Why read such a book? Taking away the fear of the unknown can bring courage and peace in the face of a difficult time. This book presents unpleasant facts in simple language that anyone can understand.
Chapters cover different types of death, making clear the physiological changes and medical choices that go along with each one. It addresses both medical and emotional realities of common conditions such as cancer, heart disease, AIDS, Alzheimer's, severe trauma, and just plain wearing out. (Be prepared to cry, since reading this book may make you experience feelings associated with people you love.)
What makes this book such compelling reading is that Nuland brings to this subject all of the depth and breadth of his background AND his deep concern for the human condition. His long career at a high-powered academic medical center (Yale), his knowledge of the history of medicine, of literature and philosophy, and his own personal losses are all woven into his thesis. He is thus highly convincing when he criticizes physicians for becoming seduced by the intellectual challenge of solving "The Riddle" and making recommendations not in the best interests of the patient/family.

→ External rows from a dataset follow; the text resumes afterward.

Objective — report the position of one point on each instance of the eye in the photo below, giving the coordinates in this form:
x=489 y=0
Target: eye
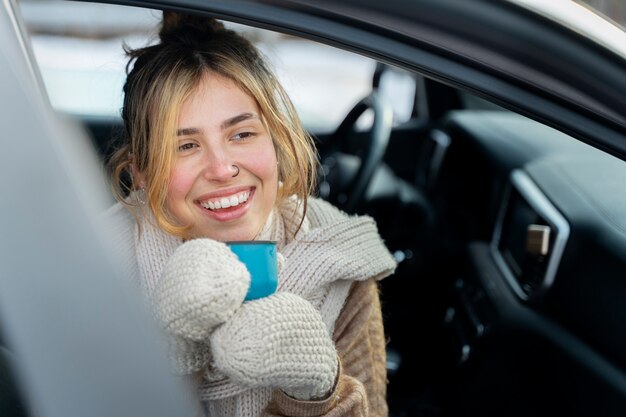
x=241 y=136
x=187 y=146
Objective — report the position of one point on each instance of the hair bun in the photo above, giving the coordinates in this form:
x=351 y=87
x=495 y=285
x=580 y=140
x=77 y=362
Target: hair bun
x=181 y=26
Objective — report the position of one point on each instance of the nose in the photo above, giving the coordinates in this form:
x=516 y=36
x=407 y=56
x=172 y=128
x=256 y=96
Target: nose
x=219 y=166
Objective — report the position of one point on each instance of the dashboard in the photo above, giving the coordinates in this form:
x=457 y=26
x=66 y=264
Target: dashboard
x=540 y=219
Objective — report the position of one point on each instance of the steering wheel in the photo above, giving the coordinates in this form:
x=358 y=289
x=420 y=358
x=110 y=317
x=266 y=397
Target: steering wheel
x=344 y=177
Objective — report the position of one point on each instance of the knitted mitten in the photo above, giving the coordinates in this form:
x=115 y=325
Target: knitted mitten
x=202 y=286
x=279 y=342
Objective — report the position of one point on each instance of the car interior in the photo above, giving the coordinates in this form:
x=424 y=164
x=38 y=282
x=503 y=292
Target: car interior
x=510 y=238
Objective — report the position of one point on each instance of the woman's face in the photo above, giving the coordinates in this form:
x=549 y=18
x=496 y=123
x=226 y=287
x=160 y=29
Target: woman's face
x=220 y=133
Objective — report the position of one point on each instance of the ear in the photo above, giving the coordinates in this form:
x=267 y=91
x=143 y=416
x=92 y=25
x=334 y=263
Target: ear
x=138 y=178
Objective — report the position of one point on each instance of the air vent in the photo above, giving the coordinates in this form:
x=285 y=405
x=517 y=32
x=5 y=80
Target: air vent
x=529 y=238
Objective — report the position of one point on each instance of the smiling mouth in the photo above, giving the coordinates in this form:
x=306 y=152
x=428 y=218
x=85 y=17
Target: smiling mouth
x=225 y=202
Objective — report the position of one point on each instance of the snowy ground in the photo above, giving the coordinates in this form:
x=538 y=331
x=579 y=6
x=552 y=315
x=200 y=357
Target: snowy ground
x=79 y=50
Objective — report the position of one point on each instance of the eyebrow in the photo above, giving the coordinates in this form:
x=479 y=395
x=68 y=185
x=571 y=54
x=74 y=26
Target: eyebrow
x=225 y=124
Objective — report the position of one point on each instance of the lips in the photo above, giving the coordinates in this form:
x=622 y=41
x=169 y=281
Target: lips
x=227 y=205
x=225 y=202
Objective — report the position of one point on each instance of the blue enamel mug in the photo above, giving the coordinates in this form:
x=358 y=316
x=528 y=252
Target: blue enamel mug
x=260 y=258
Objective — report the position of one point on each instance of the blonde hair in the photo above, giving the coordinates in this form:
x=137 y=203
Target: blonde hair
x=164 y=76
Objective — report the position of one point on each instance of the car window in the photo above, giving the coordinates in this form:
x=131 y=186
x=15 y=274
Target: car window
x=79 y=51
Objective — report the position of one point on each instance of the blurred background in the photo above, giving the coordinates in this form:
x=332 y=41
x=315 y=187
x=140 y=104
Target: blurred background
x=79 y=50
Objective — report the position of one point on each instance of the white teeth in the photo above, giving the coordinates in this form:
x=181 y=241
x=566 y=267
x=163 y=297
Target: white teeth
x=225 y=202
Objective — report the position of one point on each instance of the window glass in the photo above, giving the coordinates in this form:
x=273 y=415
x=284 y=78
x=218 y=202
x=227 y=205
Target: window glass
x=79 y=50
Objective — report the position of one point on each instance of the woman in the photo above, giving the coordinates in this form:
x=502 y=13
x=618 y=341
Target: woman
x=215 y=152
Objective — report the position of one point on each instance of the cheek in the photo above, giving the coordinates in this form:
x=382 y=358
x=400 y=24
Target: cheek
x=262 y=163
x=179 y=185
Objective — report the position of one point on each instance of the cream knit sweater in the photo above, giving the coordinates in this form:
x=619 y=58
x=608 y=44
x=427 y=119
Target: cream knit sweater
x=329 y=253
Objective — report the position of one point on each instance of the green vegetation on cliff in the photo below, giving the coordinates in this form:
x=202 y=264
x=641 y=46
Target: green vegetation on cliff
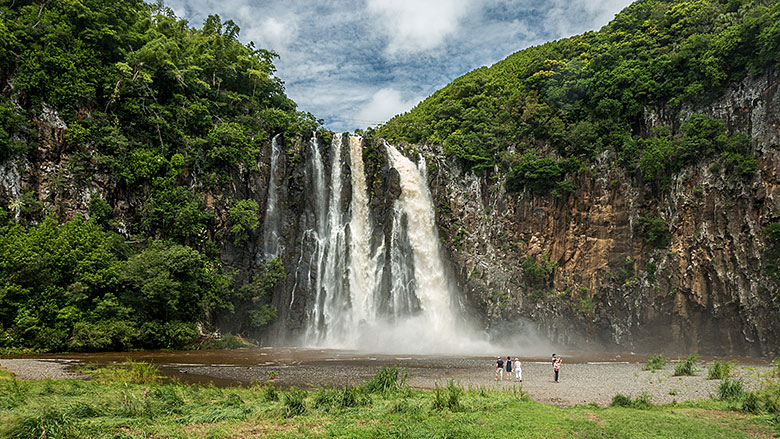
x=540 y=110
x=165 y=111
x=77 y=287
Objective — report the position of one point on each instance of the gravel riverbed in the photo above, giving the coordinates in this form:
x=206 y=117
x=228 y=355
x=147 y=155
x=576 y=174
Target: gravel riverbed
x=581 y=382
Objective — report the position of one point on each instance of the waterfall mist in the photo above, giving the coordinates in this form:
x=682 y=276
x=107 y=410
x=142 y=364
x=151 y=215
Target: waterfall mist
x=374 y=287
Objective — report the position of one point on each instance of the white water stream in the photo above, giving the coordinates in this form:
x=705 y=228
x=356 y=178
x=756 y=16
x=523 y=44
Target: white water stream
x=348 y=304
x=271 y=226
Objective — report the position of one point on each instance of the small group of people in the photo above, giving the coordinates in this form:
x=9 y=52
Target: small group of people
x=501 y=365
x=507 y=366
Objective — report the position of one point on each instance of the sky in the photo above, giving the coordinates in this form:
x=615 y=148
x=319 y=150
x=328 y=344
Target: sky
x=357 y=63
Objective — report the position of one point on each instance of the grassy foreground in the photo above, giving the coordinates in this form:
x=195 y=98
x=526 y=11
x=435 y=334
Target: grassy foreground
x=129 y=401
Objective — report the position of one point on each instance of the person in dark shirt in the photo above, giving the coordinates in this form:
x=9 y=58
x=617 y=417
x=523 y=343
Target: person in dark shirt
x=499 y=369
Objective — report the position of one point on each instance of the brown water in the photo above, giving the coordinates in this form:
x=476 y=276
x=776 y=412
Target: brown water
x=312 y=367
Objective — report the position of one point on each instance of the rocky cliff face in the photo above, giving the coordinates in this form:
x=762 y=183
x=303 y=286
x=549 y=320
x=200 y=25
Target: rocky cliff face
x=575 y=269
x=580 y=271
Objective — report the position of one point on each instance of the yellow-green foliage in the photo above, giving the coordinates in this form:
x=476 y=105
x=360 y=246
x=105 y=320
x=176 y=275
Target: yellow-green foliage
x=121 y=407
x=578 y=96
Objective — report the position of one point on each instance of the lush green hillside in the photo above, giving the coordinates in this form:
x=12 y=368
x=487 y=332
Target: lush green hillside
x=561 y=103
x=152 y=103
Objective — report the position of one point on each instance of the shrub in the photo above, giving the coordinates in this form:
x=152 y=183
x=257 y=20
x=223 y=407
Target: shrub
x=719 y=370
x=655 y=230
x=102 y=336
x=731 y=390
x=656 y=362
x=243 y=217
x=388 y=379
x=351 y=397
x=621 y=400
x=641 y=402
x=270 y=393
x=48 y=423
x=751 y=403
x=294 y=402
x=448 y=397
x=687 y=367
x=324 y=397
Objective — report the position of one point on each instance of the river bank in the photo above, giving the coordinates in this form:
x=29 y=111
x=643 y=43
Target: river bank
x=584 y=379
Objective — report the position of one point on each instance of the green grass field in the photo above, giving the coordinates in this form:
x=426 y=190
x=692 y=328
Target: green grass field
x=129 y=402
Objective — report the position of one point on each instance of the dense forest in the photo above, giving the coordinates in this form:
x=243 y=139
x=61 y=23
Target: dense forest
x=543 y=111
x=168 y=115
x=154 y=103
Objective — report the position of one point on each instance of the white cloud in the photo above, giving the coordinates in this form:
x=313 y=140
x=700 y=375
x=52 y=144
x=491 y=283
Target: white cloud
x=358 y=62
x=414 y=26
x=272 y=33
x=384 y=104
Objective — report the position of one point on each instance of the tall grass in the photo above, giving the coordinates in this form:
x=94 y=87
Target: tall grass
x=687 y=367
x=388 y=379
x=448 y=397
x=294 y=402
x=642 y=401
x=719 y=370
x=47 y=422
x=731 y=390
x=656 y=362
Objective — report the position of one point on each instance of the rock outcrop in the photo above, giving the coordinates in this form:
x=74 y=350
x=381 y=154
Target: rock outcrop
x=575 y=268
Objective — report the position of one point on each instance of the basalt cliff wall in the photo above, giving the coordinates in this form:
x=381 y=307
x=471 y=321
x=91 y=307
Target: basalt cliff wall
x=591 y=277
x=574 y=269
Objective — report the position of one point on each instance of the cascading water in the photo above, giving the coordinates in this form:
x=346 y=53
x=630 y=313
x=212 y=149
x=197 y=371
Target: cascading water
x=364 y=269
x=315 y=225
x=343 y=272
x=271 y=226
x=431 y=288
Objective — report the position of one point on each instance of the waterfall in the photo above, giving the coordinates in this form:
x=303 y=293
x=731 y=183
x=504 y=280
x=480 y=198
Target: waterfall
x=271 y=227
x=430 y=287
x=314 y=222
x=342 y=266
x=364 y=270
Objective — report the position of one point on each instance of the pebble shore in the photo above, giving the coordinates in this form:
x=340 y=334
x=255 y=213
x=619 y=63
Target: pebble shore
x=580 y=383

But the power of the book is in its intensely personal depiction of these events and in the lessons which Nuland draws from his experiences. The message is twofold: very few will "die with dignity" so that (1) it behooves us to lead a productive LIFE of dignity, (2) physicians, patients, and families should behave appropriately to allow nature to take its course instead of treating death as the enemy to be staved off at any cost. Only then will it be possible for us to die in the "best" possible way--in relative comfort, in the company of those we love/who love us.
A "must read" for those of us in the baby-boomer generation who, unfortunately, are going to have to deal with a lot of what's covered in this book over the remainder of our lives.